Sid was once riding high as a prominent New York defense attorney, but then he crashed and burned in the wake of too much booze and coke. He's now cleaned up his act and is attempting to claw his way back, but his one-man practice is pitiful in the extreme. Then, however, a woman named Thelma Barrow begs Sid to take the case of her daughter, Priscilla, a white woman who is accused of murdering her drug-dealing black husband. Thelma can't afford to pay much, but Sid realizes that the publicity generated by a high-profile trial could put him back on the fast track to fame and fortune.
Sid agrees to meet with Priscilla who's in jail on Riker's Island and it's immediately clear that Priscilla, a tough, street-wise and very sexy babe, is going to be nothing but trouble. She admits to shooting her husband but is claiming self-defense. Actually, Sid couldn't care less whether she was justified or not in pulling the trigger, and as the evidence against his client accumulates, Sid carefully schools Priscilla in how the killing might have gone down in a way that will square her claim of self-defense with the evidence that is piling up against her.
Sid is assisted in the defense by his two closest friends, Caleb Talbot, who serves as his investigator, and Julie Gills, who works as his office manager. All three are badly wounded souls, but they form a bond so tight that they not only work together, they all live together.

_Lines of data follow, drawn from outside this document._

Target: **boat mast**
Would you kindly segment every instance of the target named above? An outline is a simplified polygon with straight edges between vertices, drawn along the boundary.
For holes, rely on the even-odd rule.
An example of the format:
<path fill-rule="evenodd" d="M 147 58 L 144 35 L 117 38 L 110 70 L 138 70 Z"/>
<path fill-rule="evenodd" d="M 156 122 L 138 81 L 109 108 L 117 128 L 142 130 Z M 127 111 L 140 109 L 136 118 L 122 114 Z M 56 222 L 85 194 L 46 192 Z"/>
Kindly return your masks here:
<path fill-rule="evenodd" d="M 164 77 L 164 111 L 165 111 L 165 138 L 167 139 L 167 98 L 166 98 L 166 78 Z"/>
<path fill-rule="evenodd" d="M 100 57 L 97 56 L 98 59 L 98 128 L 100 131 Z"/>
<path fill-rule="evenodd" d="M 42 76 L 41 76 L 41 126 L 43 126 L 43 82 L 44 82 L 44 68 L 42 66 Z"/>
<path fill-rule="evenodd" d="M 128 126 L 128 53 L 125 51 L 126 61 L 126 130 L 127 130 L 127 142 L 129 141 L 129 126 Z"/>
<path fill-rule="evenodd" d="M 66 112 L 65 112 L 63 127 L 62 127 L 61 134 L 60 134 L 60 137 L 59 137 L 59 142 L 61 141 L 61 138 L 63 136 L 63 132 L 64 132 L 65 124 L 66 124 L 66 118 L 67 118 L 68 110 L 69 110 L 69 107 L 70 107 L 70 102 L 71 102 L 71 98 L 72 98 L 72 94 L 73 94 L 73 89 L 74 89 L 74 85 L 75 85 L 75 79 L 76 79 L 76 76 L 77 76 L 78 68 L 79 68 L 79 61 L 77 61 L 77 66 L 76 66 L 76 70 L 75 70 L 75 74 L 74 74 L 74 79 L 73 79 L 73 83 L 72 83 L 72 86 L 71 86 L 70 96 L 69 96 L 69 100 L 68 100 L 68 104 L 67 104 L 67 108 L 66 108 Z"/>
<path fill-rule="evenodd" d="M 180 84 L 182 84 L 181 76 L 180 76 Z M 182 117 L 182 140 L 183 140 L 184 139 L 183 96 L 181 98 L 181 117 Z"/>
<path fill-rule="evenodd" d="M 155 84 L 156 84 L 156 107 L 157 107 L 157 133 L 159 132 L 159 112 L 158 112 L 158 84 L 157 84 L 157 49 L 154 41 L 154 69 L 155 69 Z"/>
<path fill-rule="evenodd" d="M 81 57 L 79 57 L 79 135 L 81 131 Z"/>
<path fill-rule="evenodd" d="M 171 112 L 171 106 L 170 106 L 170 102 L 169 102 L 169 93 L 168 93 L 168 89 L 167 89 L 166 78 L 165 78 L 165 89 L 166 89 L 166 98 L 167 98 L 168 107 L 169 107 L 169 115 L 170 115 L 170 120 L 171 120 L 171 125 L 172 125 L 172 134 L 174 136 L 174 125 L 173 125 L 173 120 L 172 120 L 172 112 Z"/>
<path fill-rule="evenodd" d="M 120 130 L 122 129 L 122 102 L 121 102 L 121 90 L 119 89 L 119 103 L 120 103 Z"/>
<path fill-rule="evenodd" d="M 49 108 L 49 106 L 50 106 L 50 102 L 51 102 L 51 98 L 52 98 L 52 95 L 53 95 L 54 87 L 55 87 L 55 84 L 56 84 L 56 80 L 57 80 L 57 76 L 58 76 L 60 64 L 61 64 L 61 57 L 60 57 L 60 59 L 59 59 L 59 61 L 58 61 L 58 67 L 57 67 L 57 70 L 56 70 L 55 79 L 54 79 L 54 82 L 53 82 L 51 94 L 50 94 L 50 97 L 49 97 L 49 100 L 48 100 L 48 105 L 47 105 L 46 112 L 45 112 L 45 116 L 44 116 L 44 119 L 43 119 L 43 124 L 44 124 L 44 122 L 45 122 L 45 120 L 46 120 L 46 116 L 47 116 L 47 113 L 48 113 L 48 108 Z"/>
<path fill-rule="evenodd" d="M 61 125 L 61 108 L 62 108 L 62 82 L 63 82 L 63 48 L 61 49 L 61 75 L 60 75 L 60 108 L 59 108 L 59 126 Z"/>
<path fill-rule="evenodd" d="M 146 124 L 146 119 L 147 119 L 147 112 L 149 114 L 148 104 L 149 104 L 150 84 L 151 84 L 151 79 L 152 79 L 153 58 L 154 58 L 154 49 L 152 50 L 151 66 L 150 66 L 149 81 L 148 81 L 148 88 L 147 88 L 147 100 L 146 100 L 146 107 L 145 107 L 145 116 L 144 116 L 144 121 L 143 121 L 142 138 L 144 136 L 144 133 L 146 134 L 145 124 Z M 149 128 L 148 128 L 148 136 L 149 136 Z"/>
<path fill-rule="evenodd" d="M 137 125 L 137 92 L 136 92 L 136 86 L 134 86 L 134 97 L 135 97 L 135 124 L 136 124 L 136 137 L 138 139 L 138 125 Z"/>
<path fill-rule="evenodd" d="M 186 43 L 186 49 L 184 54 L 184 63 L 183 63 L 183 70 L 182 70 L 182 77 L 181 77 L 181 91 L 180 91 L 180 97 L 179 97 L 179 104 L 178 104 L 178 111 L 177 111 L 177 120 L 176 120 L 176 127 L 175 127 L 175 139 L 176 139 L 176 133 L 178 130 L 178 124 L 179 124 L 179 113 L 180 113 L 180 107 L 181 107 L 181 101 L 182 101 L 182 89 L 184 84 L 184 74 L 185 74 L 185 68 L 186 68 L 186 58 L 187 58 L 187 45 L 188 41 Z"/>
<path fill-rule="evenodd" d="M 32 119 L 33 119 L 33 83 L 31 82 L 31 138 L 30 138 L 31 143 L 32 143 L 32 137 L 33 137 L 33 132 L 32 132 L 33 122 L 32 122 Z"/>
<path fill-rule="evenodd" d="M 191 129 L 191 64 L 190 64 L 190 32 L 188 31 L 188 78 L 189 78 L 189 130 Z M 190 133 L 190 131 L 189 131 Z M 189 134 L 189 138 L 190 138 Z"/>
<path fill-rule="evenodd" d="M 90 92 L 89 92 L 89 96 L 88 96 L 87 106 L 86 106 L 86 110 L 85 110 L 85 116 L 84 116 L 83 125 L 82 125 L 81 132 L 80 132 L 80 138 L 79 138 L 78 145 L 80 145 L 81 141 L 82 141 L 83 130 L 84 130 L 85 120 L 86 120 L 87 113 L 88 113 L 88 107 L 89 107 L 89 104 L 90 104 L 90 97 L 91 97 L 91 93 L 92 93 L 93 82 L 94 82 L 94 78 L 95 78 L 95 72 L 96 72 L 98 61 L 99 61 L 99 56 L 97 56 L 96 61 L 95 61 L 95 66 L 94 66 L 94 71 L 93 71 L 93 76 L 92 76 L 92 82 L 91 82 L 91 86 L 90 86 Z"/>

To say much more would spoil the twists and turns of a tough, gritty and very surprising story. It doubtless goes without saying that things are not always what they seem and that in taking Priscilla's case, Sid Kaplan may get a lot more than he bargained for. This is a well-written book with interesting and quirky characters that are fully drawn. It should appeal to a wide range of readers who enjoy crime fiction.